磨き残しの多い方には正しい磨き方を覚えていただいたり、汚れを効果的に落とすことのできる超音波ブラシやデンタルフロス・歯間ブラシなどの補助的な器具をおすすめします。
お口の中の3大不潔域の1つである歯と歯の間は、歯ブラシではなかなかキレイにすることができないので、毎回補助器具を使うことをお勧めします。
3大不潔域
- 歯と歯の間(歯間隣接面)
- 奥歯の溝(臼歯の裂溝)
- 歯と歯ぐきの境目(歯頚部)
3. 唾液の量・唾液のpH
唾液は天然のむし歯予防薬です。
唾液が出ない・あるいは量が少ないとむし歯になるリスクは上がり、むし歯になりかけている歯に至っては進行が進んでしまいます。
また、免疫抗体であるリゾチーム・ペルオキシターゼ・ラクトフェリンなどによる抗菌作用があり、プラークの形成・発育を抑制します。
一般的に、エナメル質の臨界pHは5.5?5.7ですが、象牙質・セメント質(歯ぐきの下に埋っている歯面)・幼若永久歯(歯えて間もない永久歯)・乳歯の場合は臨界pHは5.7?6.2程度とされ、歯質によって若干異なります。
唾液中の成分HCO3 ̄(重炭酸塩系)85%とHPO24 ̄(リン酸塩系)15%が、お口の中のpHを高めてエナメル質と象牙質の再石灰化を促進させます。
その際唾液のpH高ければ高い程、お口の中が早く良い環境になるのです。
飲食回数の項目でも挙げましたが、食後や唾液の分泌量が低下する寝る前はキシリトール100%配合のガムを噛む事をお勧めします。
噛む事による刺激やキシリトールの甘味による刺激によって唾液の分泌が促され、むし歯予防の効果が上がります。
4. う蝕菌の比率
お口の中には300?400種類の細菌が存在していますが、その中の細菌(ミュータンス菌・ラクトバチラス菌)の感染によってむし歯は起こります。

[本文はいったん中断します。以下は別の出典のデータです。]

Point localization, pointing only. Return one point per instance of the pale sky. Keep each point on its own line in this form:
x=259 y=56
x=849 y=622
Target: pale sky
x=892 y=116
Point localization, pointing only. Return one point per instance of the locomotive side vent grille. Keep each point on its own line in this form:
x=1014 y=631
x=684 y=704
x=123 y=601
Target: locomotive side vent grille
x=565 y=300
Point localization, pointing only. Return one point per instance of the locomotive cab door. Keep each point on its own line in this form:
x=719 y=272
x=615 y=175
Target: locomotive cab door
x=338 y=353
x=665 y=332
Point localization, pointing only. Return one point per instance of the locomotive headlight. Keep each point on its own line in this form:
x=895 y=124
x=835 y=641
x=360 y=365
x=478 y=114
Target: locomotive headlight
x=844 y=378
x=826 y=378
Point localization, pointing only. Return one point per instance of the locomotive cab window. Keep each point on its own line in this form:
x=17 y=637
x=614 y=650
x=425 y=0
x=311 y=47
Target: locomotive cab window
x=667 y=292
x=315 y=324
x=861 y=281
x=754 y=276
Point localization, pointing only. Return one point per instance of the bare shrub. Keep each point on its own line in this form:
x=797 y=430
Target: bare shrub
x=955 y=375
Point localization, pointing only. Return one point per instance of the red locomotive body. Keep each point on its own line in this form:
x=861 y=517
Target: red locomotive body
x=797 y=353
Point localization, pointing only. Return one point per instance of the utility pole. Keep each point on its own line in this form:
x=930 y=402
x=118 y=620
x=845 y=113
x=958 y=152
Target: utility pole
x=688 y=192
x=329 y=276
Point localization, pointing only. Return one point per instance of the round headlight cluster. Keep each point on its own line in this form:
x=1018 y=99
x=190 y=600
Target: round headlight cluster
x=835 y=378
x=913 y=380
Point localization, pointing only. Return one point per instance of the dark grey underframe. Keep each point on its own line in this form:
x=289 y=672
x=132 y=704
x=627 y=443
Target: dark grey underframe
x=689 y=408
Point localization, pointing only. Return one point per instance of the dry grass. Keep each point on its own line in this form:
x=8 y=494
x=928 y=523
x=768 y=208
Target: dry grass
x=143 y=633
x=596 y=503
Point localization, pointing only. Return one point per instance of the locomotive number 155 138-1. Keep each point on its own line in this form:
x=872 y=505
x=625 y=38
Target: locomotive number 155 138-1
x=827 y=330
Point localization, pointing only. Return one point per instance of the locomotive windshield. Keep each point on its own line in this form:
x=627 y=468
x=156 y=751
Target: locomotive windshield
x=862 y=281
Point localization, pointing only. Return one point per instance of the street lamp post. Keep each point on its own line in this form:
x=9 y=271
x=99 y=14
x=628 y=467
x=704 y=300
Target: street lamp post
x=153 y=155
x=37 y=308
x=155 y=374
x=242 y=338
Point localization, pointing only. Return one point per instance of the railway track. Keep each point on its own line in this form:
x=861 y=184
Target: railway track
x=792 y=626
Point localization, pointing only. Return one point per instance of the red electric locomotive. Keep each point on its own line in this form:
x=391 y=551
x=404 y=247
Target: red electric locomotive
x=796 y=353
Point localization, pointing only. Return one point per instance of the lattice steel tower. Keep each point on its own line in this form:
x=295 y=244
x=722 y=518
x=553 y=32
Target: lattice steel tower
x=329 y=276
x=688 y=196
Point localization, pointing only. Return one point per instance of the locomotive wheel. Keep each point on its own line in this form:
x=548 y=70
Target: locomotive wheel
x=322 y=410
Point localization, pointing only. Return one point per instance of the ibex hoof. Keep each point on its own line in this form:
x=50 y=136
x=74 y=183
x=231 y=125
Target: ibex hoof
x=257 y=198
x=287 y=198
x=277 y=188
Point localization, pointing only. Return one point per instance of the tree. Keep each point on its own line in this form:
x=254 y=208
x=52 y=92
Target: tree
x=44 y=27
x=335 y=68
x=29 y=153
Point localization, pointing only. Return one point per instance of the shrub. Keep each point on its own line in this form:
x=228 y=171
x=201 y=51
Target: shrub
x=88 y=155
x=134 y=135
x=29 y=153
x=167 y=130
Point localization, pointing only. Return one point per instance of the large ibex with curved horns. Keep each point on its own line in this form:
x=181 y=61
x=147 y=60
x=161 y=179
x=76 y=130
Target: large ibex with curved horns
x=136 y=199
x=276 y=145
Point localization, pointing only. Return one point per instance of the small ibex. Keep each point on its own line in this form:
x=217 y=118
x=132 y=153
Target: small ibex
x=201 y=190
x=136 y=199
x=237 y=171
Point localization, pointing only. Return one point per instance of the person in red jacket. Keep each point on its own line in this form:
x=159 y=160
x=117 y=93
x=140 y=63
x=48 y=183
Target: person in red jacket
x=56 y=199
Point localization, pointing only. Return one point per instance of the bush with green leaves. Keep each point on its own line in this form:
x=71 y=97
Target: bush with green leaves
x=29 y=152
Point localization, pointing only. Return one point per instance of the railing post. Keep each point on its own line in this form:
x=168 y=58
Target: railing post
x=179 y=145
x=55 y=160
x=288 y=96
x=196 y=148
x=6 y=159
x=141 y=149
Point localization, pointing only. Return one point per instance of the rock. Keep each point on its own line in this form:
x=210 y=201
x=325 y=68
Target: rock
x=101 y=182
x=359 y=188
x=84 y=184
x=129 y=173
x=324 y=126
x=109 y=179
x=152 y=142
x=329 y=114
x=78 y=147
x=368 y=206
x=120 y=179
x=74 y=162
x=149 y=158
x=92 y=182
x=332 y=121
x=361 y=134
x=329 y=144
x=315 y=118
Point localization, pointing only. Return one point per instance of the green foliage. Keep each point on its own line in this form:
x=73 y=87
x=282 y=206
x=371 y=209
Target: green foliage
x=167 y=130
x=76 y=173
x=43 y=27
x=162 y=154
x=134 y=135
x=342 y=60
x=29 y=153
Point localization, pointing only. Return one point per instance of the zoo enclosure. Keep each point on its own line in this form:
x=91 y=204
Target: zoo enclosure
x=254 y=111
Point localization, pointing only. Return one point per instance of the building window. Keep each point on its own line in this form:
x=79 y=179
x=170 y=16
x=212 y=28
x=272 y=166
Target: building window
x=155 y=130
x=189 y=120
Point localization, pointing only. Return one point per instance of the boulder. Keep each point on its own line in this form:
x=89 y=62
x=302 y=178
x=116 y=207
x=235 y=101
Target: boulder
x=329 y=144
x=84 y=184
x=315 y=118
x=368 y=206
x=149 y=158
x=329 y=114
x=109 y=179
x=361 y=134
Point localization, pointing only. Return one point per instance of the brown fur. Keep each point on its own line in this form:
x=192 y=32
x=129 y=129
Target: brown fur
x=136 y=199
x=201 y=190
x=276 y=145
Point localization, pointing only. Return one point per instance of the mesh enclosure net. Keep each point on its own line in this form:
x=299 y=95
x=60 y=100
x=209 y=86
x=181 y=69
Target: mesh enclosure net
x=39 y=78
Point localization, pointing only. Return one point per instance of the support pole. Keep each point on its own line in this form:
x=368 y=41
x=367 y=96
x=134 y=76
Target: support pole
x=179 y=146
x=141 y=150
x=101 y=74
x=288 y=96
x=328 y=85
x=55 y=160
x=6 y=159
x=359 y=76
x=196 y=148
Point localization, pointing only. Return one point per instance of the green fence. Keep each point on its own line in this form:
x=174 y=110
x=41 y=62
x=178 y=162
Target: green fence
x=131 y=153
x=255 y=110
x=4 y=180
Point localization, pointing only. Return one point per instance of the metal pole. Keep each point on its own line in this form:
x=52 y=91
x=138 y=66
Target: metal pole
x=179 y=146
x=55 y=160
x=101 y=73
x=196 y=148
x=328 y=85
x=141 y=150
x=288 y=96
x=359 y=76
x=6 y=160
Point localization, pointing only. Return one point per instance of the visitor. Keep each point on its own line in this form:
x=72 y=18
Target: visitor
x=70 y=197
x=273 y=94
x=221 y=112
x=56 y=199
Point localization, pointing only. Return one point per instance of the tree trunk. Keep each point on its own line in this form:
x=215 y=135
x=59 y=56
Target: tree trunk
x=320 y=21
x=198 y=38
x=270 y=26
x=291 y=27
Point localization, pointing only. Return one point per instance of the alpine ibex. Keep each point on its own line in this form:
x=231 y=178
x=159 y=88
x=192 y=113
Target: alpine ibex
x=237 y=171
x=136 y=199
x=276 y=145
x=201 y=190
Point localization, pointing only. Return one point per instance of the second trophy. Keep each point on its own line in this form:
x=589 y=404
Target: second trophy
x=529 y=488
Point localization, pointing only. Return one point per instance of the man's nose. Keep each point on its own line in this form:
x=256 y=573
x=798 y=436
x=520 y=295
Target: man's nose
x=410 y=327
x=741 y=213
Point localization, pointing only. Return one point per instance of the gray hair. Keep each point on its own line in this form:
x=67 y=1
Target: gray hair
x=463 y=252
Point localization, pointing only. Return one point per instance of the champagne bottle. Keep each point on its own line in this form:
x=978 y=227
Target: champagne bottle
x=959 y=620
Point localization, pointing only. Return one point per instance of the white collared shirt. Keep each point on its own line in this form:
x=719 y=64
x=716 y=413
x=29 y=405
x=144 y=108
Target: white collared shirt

むし歯菌は飲食した食べ物から栄養を取り、酸を出して歯を溶かしていきます。
そのむし歯菌の数が少なければむし歯にはなりにくく(存在しなければむし歯にはなりません)多ければなりやすいのです。
今回の検査では、ミュータンス菌と、直接の原因にはならないがミュータンス菌との相互作用のある乳酸桿菌の比率を調べています。
比率が多くリスクの高い方には、矯正治療に入る前に3DS(デンタル・ドラッグ・デリバリーシステム)という処置を行っています。
PMTC(プロが機械を使って行う歯の細かい部位までのクリーニング)を行った後、歯列に合わせて作られたトレーに高濃度の抗菌剤を流し、歯に作用させます。 そして、リスクが下がったら装置を付けます。
う蝕菌の比率が高い方には、引き続きご自宅でフッ素を使用していただき、今後のむし歯予防を徹底させることをお勧めしています。